I think we are in good shape with the show. It is a total joy to sing this piece with such a seasoned group of colleagues. I feel like I'm in a pretty decent place vocally as well- better off than last time. We'll see once we get in the actual house with the orchestra, but I think I've made a few adjustments that will allow me to sing this role at less cost than last time. The challenge I'm encountering is that I have the sensation of less local control when I sing. That's tricky to get used to. It's much less micro-managerial (and probably more rewarding to the listener) and also much easier, but when you're used to controlling and manipulating to a certain degree, it's tough to let go. There are a few coordination issues. The role lives so much in the middle voice, that suddenly an E flat is a high note (at least in the grand scheme of things), and feels like what an F would feel like in a more baritonal tessitura. So that's weird. The plus side is that I'm not darkening the lower middle anymore, so it's about a zillion times easier to sing down there and I don't get super tired halfway through the piece. Plus, the Dalai Lama told me that when I die, on my deathbed, I will receive total consciousness. So I got that going for me, which is nice.
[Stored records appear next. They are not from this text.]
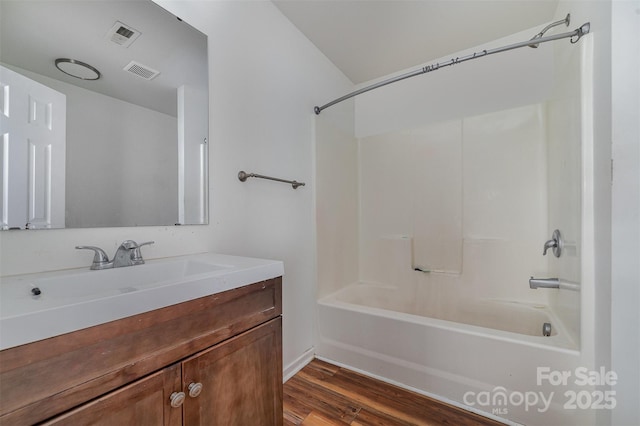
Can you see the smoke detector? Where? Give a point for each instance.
(141, 70)
(123, 34)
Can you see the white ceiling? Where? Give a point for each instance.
(368, 39)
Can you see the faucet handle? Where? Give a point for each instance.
(554, 243)
(100, 258)
(136, 255)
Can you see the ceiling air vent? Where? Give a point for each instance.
(142, 71)
(122, 34)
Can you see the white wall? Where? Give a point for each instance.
(464, 197)
(337, 199)
(265, 78)
(625, 321)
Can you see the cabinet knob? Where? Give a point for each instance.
(176, 399)
(194, 389)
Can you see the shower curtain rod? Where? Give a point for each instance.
(533, 42)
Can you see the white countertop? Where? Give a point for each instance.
(25, 318)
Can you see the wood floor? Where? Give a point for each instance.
(324, 394)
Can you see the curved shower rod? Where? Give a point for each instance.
(539, 38)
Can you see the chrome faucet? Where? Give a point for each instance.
(128, 254)
(536, 283)
(554, 243)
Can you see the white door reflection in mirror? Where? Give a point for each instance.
(33, 118)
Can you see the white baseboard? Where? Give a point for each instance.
(304, 359)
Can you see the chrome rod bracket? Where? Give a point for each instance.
(243, 176)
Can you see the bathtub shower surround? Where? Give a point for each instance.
(456, 202)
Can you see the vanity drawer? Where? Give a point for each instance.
(44, 378)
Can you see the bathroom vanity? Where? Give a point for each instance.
(215, 359)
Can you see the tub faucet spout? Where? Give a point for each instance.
(536, 283)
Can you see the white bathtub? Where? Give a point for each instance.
(469, 354)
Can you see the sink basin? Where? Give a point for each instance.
(74, 299)
(88, 283)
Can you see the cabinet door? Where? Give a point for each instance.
(241, 380)
(143, 402)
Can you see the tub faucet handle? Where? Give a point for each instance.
(554, 243)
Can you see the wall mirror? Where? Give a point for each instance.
(104, 109)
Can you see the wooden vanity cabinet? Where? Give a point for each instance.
(223, 352)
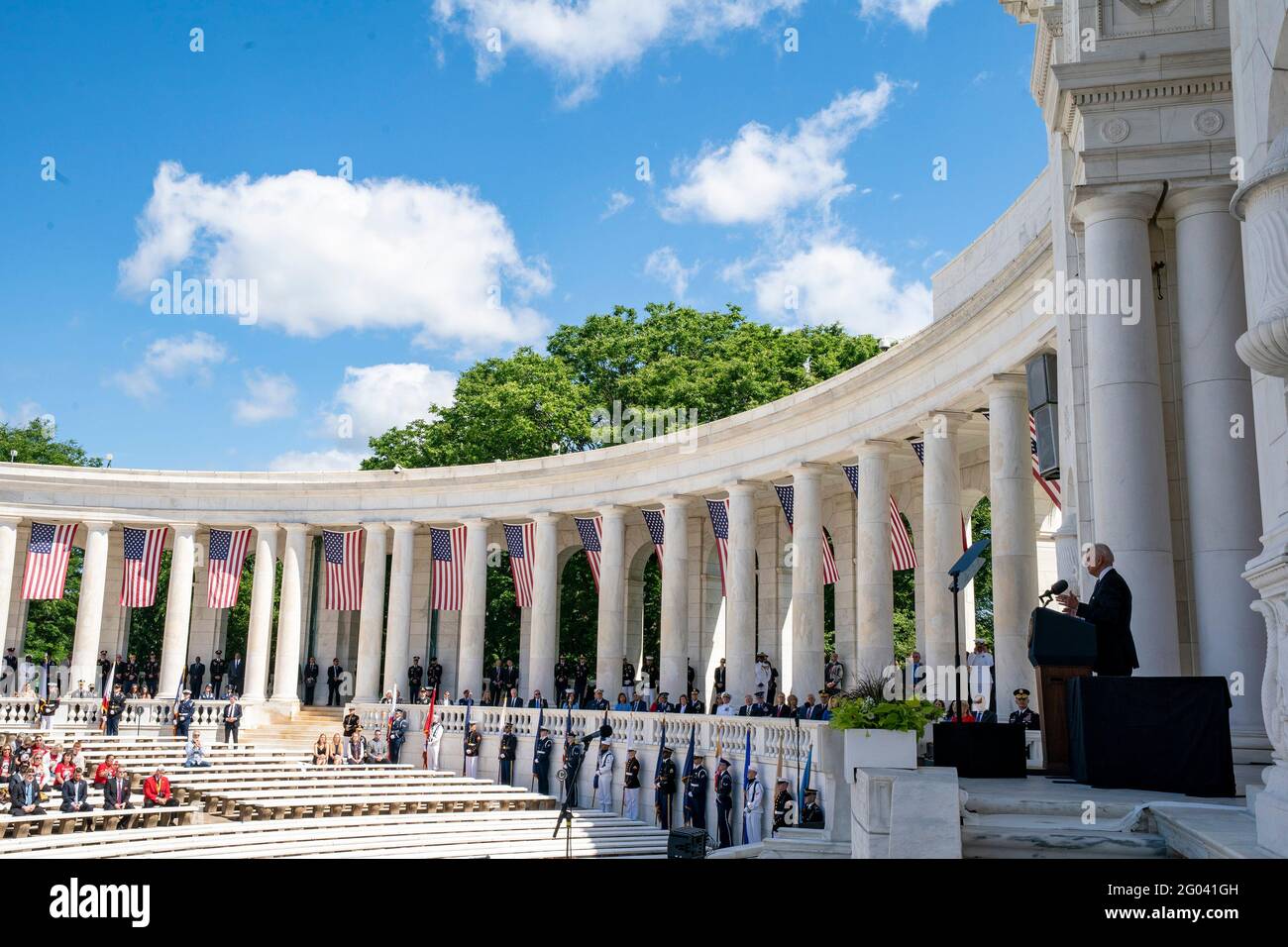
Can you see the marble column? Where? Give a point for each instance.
(1219, 466)
(398, 631)
(610, 639)
(874, 565)
(1128, 480)
(469, 652)
(675, 598)
(372, 616)
(8, 554)
(89, 608)
(290, 616)
(1016, 556)
(806, 665)
(544, 638)
(941, 502)
(178, 608)
(261, 626)
(741, 592)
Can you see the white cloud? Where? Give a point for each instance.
(178, 357)
(380, 397)
(581, 43)
(837, 282)
(329, 254)
(913, 13)
(297, 462)
(268, 398)
(764, 174)
(617, 202)
(665, 265)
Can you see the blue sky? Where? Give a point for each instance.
(494, 192)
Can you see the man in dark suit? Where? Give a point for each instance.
(1109, 609)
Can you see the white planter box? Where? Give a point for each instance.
(883, 749)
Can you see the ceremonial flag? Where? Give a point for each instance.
(226, 557)
(343, 570)
(719, 510)
(656, 523)
(142, 566)
(591, 530)
(902, 554)
(447, 552)
(522, 543)
(48, 552)
(786, 496)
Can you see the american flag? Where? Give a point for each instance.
(719, 510)
(787, 497)
(522, 543)
(447, 551)
(902, 554)
(343, 553)
(227, 554)
(48, 552)
(656, 523)
(591, 530)
(142, 566)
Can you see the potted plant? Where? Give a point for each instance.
(883, 733)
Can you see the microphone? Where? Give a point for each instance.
(604, 733)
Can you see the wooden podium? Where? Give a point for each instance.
(1061, 648)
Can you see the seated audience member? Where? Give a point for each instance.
(156, 789)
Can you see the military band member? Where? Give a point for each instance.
(1030, 719)
(696, 792)
(541, 761)
(754, 808)
(604, 776)
(784, 806)
(724, 804)
(664, 789)
(183, 714)
(509, 748)
(473, 744)
(631, 788)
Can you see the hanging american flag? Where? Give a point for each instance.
(591, 531)
(902, 554)
(343, 553)
(227, 554)
(447, 552)
(787, 497)
(719, 510)
(522, 543)
(48, 551)
(656, 523)
(142, 566)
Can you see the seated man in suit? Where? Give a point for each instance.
(1109, 609)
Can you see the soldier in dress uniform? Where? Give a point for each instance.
(696, 792)
(509, 748)
(1030, 719)
(631, 788)
(541, 761)
(183, 714)
(724, 804)
(784, 806)
(604, 776)
(473, 742)
(664, 789)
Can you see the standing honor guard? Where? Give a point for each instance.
(631, 788)
(604, 776)
(473, 742)
(724, 804)
(541, 761)
(696, 792)
(509, 748)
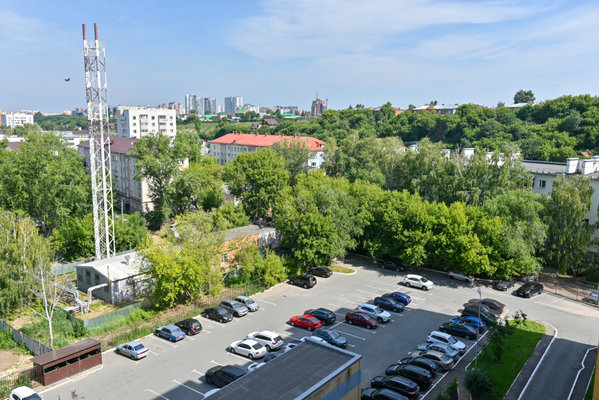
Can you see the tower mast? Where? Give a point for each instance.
(94, 59)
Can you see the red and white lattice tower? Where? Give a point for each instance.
(94, 58)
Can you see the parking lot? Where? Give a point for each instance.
(176, 370)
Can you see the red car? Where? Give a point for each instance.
(359, 318)
(305, 321)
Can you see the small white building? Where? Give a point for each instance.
(135, 122)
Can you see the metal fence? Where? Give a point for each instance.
(33, 345)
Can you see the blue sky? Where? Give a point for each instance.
(278, 52)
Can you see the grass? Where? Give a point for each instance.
(518, 348)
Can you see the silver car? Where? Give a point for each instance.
(249, 303)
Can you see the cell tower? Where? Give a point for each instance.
(94, 59)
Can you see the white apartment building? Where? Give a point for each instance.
(15, 119)
(135, 122)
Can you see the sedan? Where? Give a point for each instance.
(529, 289)
(305, 321)
(400, 297)
(322, 272)
(326, 316)
(170, 332)
(248, 348)
(458, 329)
(134, 350)
(332, 337)
(387, 303)
(359, 318)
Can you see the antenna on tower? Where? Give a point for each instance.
(94, 61)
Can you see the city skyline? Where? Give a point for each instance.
(275, 53)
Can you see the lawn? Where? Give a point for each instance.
(517, 349)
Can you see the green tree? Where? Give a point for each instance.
(569, 232)
(257, 178)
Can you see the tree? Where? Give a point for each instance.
(524, 96)
(257, 178)
(569, 232)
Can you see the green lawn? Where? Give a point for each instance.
(518, 348)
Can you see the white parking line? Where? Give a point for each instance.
(157, 394)
(184, 385)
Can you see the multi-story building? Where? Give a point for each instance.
(209, 105)
(232, 104)
(229, 146)
(136, 122)
(15, 119)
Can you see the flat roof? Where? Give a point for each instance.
(294, 375)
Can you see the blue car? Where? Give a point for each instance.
(399, 296)
(170, 332)
(134, 350)
(472, 321)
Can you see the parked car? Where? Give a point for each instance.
(441, 348)
(381, 394)
(375, 312)
(472, 321)
(249, 303)
(401, 385)
(387, 303)
(529, 289)
(270, 340)
(234, 307)
(423, 377)
(170, 332)
(326, 316)
(134, 350)
(418, 281)
(305, 321)
(219, 314)
(331, 336)
(445, 338)
(222, 375)
(399, 296)
(420, 362)
(492, 304)
(24, 393)
(322, 272)
(443, 362)
(190, 326)
(305, 281)
(248, 348)
(461, 277)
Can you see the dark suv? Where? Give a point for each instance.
(305, 281)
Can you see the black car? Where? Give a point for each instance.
(190, 326)
(458, 329)
(305, 281)
(381, 394)
(222, 375)
(423, 377)
(219, 314)
(421, 362)
(326, 316)
(529, 289)
(387, 303)
(402, 385)
(323, 272)
(331, 336)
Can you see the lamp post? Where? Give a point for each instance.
(477, 327)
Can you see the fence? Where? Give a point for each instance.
(33, 345)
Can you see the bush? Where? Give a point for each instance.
(479, 382)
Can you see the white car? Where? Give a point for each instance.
(417, 281)
(446, 338)
(375, 312)
(248, 348)
(270, 340)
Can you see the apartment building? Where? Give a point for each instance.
(135, 122)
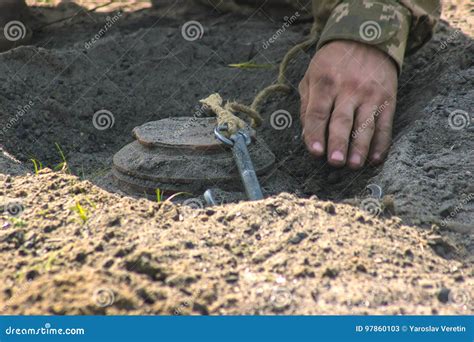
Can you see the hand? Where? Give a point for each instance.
(348, 99)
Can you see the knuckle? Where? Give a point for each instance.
(326, 80)
(318, 114)
(343, 119)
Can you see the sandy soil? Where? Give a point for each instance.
(79, 246)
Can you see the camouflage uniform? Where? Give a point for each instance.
(393, 26)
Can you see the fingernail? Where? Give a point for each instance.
(377, 157)
(337, 156)
(356, 159)
(318, 147)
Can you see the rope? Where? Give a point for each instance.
(227, 115)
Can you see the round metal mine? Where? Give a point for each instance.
(181, 154)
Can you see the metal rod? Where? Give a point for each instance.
(245, 166)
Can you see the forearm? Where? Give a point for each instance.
(393, 26)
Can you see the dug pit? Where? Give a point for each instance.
(143, 70)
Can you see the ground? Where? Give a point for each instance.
(81, 246)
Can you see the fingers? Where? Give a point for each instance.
(383, 133)
(364, 127)
(340, 129)
(316, 116)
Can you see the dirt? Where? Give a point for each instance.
(81, 246)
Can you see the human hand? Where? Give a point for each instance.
(348, 99)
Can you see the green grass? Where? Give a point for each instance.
(81, 211)
(250, 65)
(37, 165)
(159, 195)
(63, 165)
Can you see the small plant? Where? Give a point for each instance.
(62, 166)
(37, 165)
(159, 195)
(81, 211)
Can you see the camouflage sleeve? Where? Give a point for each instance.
(393, 26)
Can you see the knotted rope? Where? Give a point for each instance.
(226, 113)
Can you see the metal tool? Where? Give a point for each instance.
(239, 142)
I've also noticed that I'm a tremendous slouch. Even while wearing my rehearsal shoes (they are really cool period shoes with a chunky heel), I stand like I'm a standing-in-front-of-the-QuickStop-slacker, and not an 18th century valet to a Count. I'm looking forward to being in costume and the inevitable change in character and posture that will take place. I'm pretty confident all the earthy, goofy, stupid Ritter-esque crap I am doing will still come through, but it will be filtered through a period costume and stance.
Yesterday, I gave a short little interview for a local video arts blog. I'll post it as soon as it is available. She asked me what did I think Mozart would think of us if he stopped by rehearsal. The first thing that came to mind was, "well, he would probably say, 'holy crap! what are all those shiny metal boxes careening down the street at an alarming rate?'" That's the kind of highly articulate commentary I bring to the industry. She also said that one of the local Vermonters (Vermont-ites? Vermont-ians?) said that he thought opera singers are like mythical creatures. That we are seemingly normal beings, but then unleash these big crazy voices on everyone. I like that. Andrew Wilkowske, mythical creature. It may have to go on my resume. Hey, it's better than the whole baritone/bass-baritone conundrum.